Why not? Essentially, what these tests do is throw away data. More precisely, what they do is transform your data into ranks (throwing away the interval information), then perform a randomization test on the ranks, because there is a closed-form (i.e., analytic) solution to the randomization test when using the number sequence 1..*n*. It’s a crappy, low-power alternative, (when the ANOVA assumptions are met, anyway) but it indeed does not make the kind of distributional assumptions made by the ANOVA. But am I saying it should not be used even when the ANOVA assumptions are violated? Yes, I am.

While the Mann-Whitney U and its cousins were certainly reasonable things to do in 1956 when Siegal wrote his still-popular book on non-parameteric statistics, I cannot imagine what the justification is for doing this kind of test in 2008. If you’re worried enough about distributional assumptions that you refuse to do the standard parametric test (which is fine but not necessary in many cases), then **do the bloody randomization test** on your raw data! Or do some boostrap-based variant. We have computers now—fast ones—that can resample your data 20,000 times in the blink of an eye (in 2008, even a cheap laptop can do this).
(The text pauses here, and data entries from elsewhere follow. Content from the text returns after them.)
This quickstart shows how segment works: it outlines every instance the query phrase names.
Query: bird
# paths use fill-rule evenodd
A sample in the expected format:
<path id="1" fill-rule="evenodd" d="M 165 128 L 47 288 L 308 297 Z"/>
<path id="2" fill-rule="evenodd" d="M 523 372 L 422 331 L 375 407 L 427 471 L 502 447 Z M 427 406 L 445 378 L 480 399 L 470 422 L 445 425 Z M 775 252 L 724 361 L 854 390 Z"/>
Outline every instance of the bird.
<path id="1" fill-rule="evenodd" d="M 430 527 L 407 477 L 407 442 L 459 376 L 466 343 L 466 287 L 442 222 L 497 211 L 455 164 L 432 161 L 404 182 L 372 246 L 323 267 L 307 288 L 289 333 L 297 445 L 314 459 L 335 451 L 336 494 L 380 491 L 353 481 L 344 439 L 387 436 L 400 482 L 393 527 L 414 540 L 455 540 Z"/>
These resampling techniques also do not require any distributional assumptions about your data, but they are clearly more powerful than old-school non-parametric methods like the Mann-Whitney U. If Fisher had access to a fast computer in 1915 he probably never would have bothered with the ANOVA in the first place. We now have fast computers, so why on earth should we bother with watered-down alternatives which are simply cheapened versions of the randomization test that Fisher himself recognized as appropriate?

So, if I’m reviewing your manuscript and I see a Mann-Whitney U or anything of its ilk (Kruskal-Wallace, Friedman, etc.), I’m rejecting it (well, OK, maybe just giving it revise-and-resubmit if everything else looks good)—unless, of course, what you actually have is rank data. Since people rarely have rank data, you then have alternatives: either realize the the ANOVA is at least somewhat robust to assumption violations and go ahead and use it, or do a randomization or other resampling test. (I’m sure Rand Wilcox would argue for some other form of robust test; one of those would be fine as well.) The U and those like it are a wishy-washy bucket of “neither” and, given modern computing power, should be purged from statistics courses and textbooks. And you old-school statistics instructors out there: stop teaching these procedures as appropriate! You can teach them for historical context so your students know what they are when they see them, but stop telling students to actually perform these tests! They had their day in the sun, but that day has been over for a good twenty years now. Teach them permutation or bootstrap tests instead.

(Thanks to David Lane for helpful comments and suggestions on an earlier draft of this.)